The hurler was, according to some sources, known to the victim, but in a land where the law is the law and applied equally to all citizens, that wouldn’t save him. But this is where the script starts to blur.
TURNING THE OTHER CHEEK. The candidate forgave the offender and reminded him that on May 3 “I will be president” (not quite true, even if she wins, she will be president elect). So no charges. A receptive electorate changes its mind about rival candidate Ricardo Martinelli and stands by with its sympathy vote for the abused La Chola.
Not so, if the callers to a local radio station are to be believed, they were outraged. A crime is a crime, and if a candidate can absolve it with a wave of the hand, what would happen if she became president? Justice side-tracked again? The comments were pity and strong.
Compare the forgiveness for a physical injury to what happened to the Iraqi journalist who threw a couple of light weight worn out shoes at lame duck former President George W. Bush. His aim twice over was a way wide of the mark, and he probably had more justification for his actions that the Penonome hurler.
He was thrown to the ground, arrested and according to his brother roughed up in jail where he has lingered for months awaiting trial. He faces a potential long term jail sentence if convicted. But within the Iraq population he is a hero.
NEW HOPE. After a day of kiss and let’s make up, in Panama the spotlight turned last night to Washington where President Barack Obama spoke to lawmakers, the judiciary, military and to the people of America.
It was a return to the feisty style that propelled him to the House, which seems to have lain dormant since he assumed office. He was forceful, confident, humorous, frank, and optimistic, all rolled into one call for unity in the fight to overcome the economic crisis he inherited.
He talked of his determination and the strength of the people to prove that the US is not a country that surrenders to adversity, and that after the battle the country will be stronger.
He received uncounted standing ovations, that at times seemed orchestrated as House Leader Nancy Pelosi , sitting behind him, kept leaping to her feet to lead the applause. Even VP Joe Biden seemed to be taking his cues from her.

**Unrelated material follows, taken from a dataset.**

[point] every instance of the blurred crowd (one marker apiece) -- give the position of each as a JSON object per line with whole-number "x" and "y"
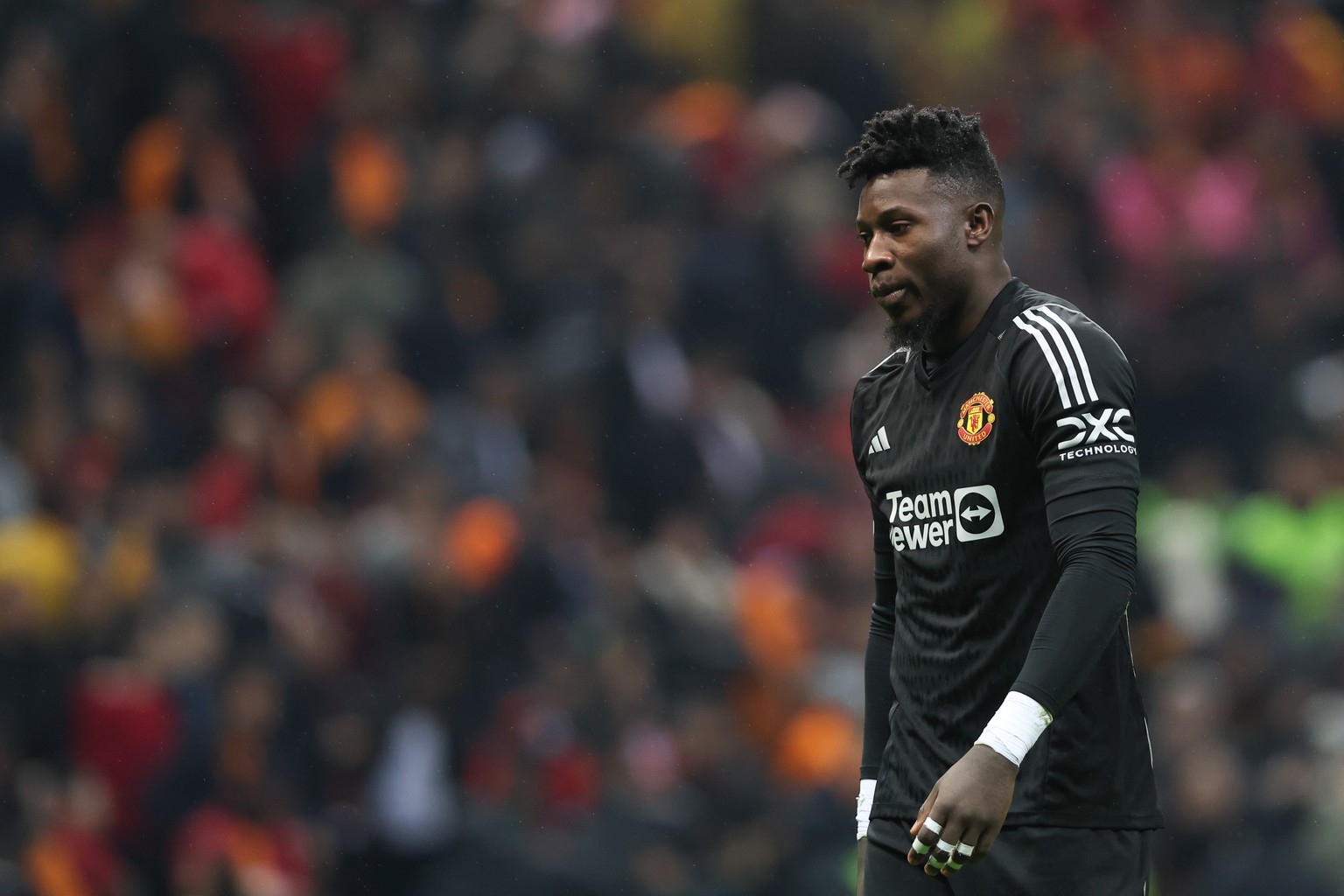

Obama used some phrases from the past to underscore his message, including a reference to President John F. Kennedy’s “Ask now what we can do for you” speech and linking it to Senator Ted Kennedy’s legislative record and his battle with cancer.
Not so apt, I thought, was his reference to Americans not being quitters. “I am not a quitter” was the memorable phrase used by disgraced President Richard Nixon , before his memorable departure by helicopter from the House.
But that aside it was a challenging speech that has given hope to many, and lays the path to a return to stability on the foundations of Health Care, Education and moving from oil dependency.
Would that someone running for office in Panama could match his words and actions. But inspiration is lacking in a campaign dominated by dirty tricks and mud slinging and a voting populace that seems to be infected with the “throw the bums out” malaise. And in the shadows the sycophants lay waiting to claim their paybacks when the voters hand the keys of the till to a new president.